Теперь Агнарр знал ее имя, но это не дало ему власти над ней — она же заполучила над ним еще большую власть, чем имела. Датчанин часто произносил ее имя, точно пытаясь размолоть его челюстями, разорвать зубами, размять языком. Он хотел уничтожить это имя, хотел уничтожить ее саму. Но имя тоже оказалось крепким — не проглотишь его, не разжуешь. И оно было не единственной его бедой. Бедой стало разочарование — его планы пошли прахом. Бедой стала ярость — столько его соотечественников поверили словам Ричарда и Гунноры. Бедой стал страх — страх стать вечным неудачником.

«Слава ценнее золота, прочнее скал, необъятней моря», — не раз говорили ему Гуомундр и Эгла. Но все его подвиги — словно бисер, готовый хрустнуть под ногами. Словно песок, что развеется на ветру. Словно болото, в котором он увяз.

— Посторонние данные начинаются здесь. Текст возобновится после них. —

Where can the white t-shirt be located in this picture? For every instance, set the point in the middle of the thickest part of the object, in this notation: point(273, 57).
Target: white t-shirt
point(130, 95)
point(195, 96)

Когда Ричарду удалось привлечь на свою сторону большинство датчан, герцог устроил настоящую охоту на Агнарра и его сторонников. Сторонников, которых не смущала мысль о том, что Агнарр — убийца. Сторонников, веривших в его успех. Но пока что успех обходил Агнарра стороной. Датчанину пришлось скрываться от воинов Ричарда, бежать вначале на запад, потом на юг. Недостаточно было просто перейти границу Нормандии, Агнарр гнал своих людей все дальше. Чтобы хоть чем-то их порадовать, он устроил несколько нападений на монастыри в Бретани. Ничего особо ценного там не нашлось, зато там жило много монахов, и сторонники Агнарра вволю натешились, проливая кровь святош. Им этого было достаточно, и они следовали за Агнарром, не выказывая недовольства. Но сам он иногда сомневался, правильное ли принял решение. Он был родом с севера — не опалит ли его солнце юга? Его мать плохо переносила путешествие, выглядела все хуже, исхудала, часто уставала, но была все так же безжалостна к нему.

Однажды утром она отказалась садиться в седло.

— Оставь меня здесь. Лучше я умру, чем стану смотреть, как мой сын спасается бегством.

Агнарр оглянулся. Они остановились в безлюдном крае, густо поросшем лесами. Вокруг простирались лишь болота да чащоба.

— Что тебе тут делать? Тебе тут не выжить! — возмутился Агнарр, хотя и клялся себе, что больше не удостоит мать и взглядом, не перекинется с ней и словом. — А когда ты умрешь, твоя душа заблудится тут и никогда не найдет путь в царство мертвых.

— Твой отец тоже не нашел туда путь. Иногда я ощущаю его присутствие. Его общества мне будет достаточно.

По спине у Агнарра побежали мурашки. Ребенком такие истории пугали его, и даже сейчас мысль о том, что по земле бродят души умерших, навещая живых, казалась ему ужасной. Может быть, его матери действительно стоит остаться здесь. Ее душе не выбраться из этих лесов, и если душа отца останется с ней, тем лучше.

Агнарр не стал больше спорить. Он кивнул, принимая их расставание и не желая достойно попрощаться с матерью. Датчанин пришпорил коня и поскакал прочь, но еще долго чувствовал на себе ее горящий взор. Он мог бы поклясться, что Эгла не умрет, она станет лесным духом, будет танцевать с эльфами и выманивать гномов на солнце, чтобы те обратились в камень.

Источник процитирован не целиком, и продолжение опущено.